Rapid navigation (holding the arrow key) generates many requests. A generation counter ensures only the latest request plays:

  1. Each speakText() call increments requestGeneration
  2. In-flight API requests are aborted via AbortController
  3. When a response arrives, it checks if its generation matches current — stale responses are silently discarded
  4. Any currently playing audio is stopped before the new one starts

This means you can scrub through a game quickly without audio piling up or playing out of order.

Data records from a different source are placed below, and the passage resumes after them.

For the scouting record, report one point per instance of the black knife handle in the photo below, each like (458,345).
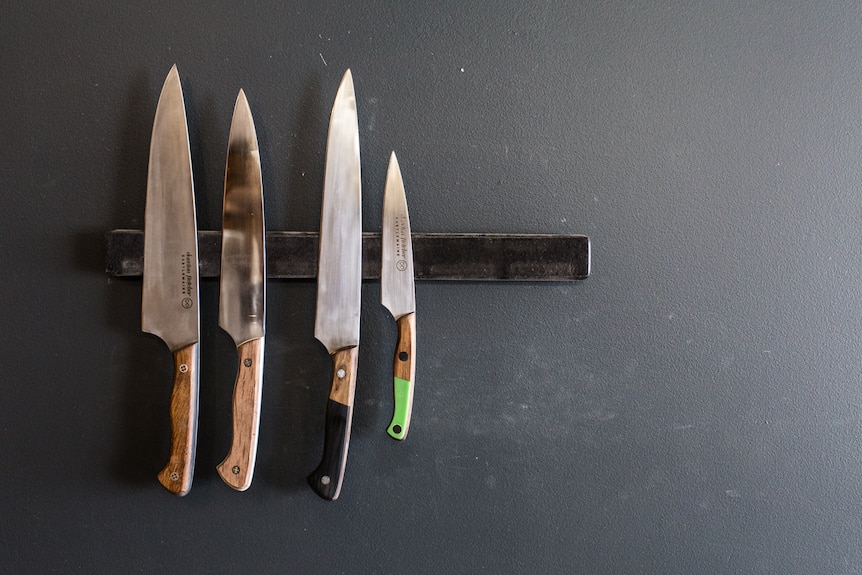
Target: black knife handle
(327,478)
(177,474)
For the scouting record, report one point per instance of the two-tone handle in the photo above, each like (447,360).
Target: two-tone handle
(403,370)
(177,475)
(326,479)
(237,468)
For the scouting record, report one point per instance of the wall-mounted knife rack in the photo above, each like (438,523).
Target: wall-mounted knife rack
(468,257)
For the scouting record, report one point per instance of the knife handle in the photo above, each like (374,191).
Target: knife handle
(403,370)
(237,468)
(326,479)
(176,476)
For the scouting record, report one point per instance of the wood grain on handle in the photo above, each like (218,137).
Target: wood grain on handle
(237,468)
(327,478)
(403,371)
(177,475)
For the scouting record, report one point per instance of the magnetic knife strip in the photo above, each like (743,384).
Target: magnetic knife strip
(468,257)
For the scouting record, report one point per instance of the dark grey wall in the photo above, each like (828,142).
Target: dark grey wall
(693,407)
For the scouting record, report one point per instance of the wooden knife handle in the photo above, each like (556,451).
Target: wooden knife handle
(326,479)
(176,476)
(403,370)
(237,468)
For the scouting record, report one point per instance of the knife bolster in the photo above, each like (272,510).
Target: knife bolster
(177,474)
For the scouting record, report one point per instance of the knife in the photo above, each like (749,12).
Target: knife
(398,295)
(169,302)
(339,284)
(242,290)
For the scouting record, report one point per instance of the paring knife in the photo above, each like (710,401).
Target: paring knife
(242,292)
(339,284)
(170,284)
(397,294)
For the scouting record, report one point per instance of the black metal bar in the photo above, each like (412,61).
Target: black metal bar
(473,257)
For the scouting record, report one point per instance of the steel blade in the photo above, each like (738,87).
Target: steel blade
(339,272)
(242,294)
(397,292)
(170,283)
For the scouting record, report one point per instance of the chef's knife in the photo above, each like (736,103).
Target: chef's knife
(339,284)
(398,295)
(170,285)
(242,293)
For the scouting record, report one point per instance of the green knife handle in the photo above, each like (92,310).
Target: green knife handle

  • Model: eleven_turbo_v2_5 (fast, good quality)
  • Default voice: Adam (pNInz6obpgDQGcFmaJgB)
  • Voice settings: stability 0.5, similarity_boost 0.75, style 0.0, speaker_boost on
  • Audio format: MP3 (audio/mpeg)
  • API: Cloud Text-to-Speech v1
  • Voice type: WaveNet (neural)
  • Audio format: MP3 (audio/mpeg)
  • Voice selection: Automatic per language + gender (male/female setting)
  • Model: nano (~25MB, downloads from HuggingFace on first run)
  • Server: Flask HTTP on localhost:8192
  • Audio format: WAV (audio/wav)
  • Voices: 8 expressive voices (expr-voice-2 through expr-voice-5, male and female)
  • Inference: PyTorch CPU, configurable thread count
  • Server: Docker container on localhost:5500
  • Image: synesthesiam/opentts:en (~1.5GB)
  • Engines: Larynx, Coqui-TTS, MaryTTS, Festival, eSpeak
  • Audio format: WAV (audio/wav)
  • API: Web Speech API (speechSynthesis)
  • Voices: OS-dependent
  • Audio format: Direct playback (no file)

These guidelines produce the best spoken narration:

Use standard SAN notation. The preprocessor expands it:

  • "After 7.Nf3, White controls e5" -> “After 7, Knight f3, White controls e5”
  • "The Bg5 pins the knight" -> “The Bishop g5 pins the knight”

The NAG glyph (!, ??, !?, etc.) generates spoken quality words automatically. Don’t duplicate them in the comment:

  • Bad: ?? {BLUNDER. A terrible move...} (TTS says “Blunder. Blunder. A terrible move”)
  • Good: ?? {A terrible move...} (TTS says “Blunder. A terrible move”)

Standard PGN notation works: 6...Bf5. The preprocessor converts dots to commas for natural pauses instead of “dot dot dot.”

Periods create natural TTS pauses. Use them between distinct ideas:

{Doubled isolated e-pawns. The f-file is ripped open. The position is strategically won.}

[%cal ...] and [%csl ...] tags are stripped from audio automatically. Use them freely for visual annotations without affecting narration.

This feature is purely additive. When TTS is disabled (the default), the app behaves identically to upstream En Croissant. No existing functionality is modified.

The TTS atoms persist to localStorage, so settings survive app restarts. The audio cache is in-memory only and clears on restart.

Same as En Croissant: GPL-3.0.

Note on audio licensing: ElevenLabs audio cannot be bundled with redistributed builds (TOS non-sublicensable vs GPL-3.0). Google Cloud audio CAN be bundled (customer retains all IP rights on output). KittenTTS, OpenTTS, and System TTS audio have no redistribution restrictions.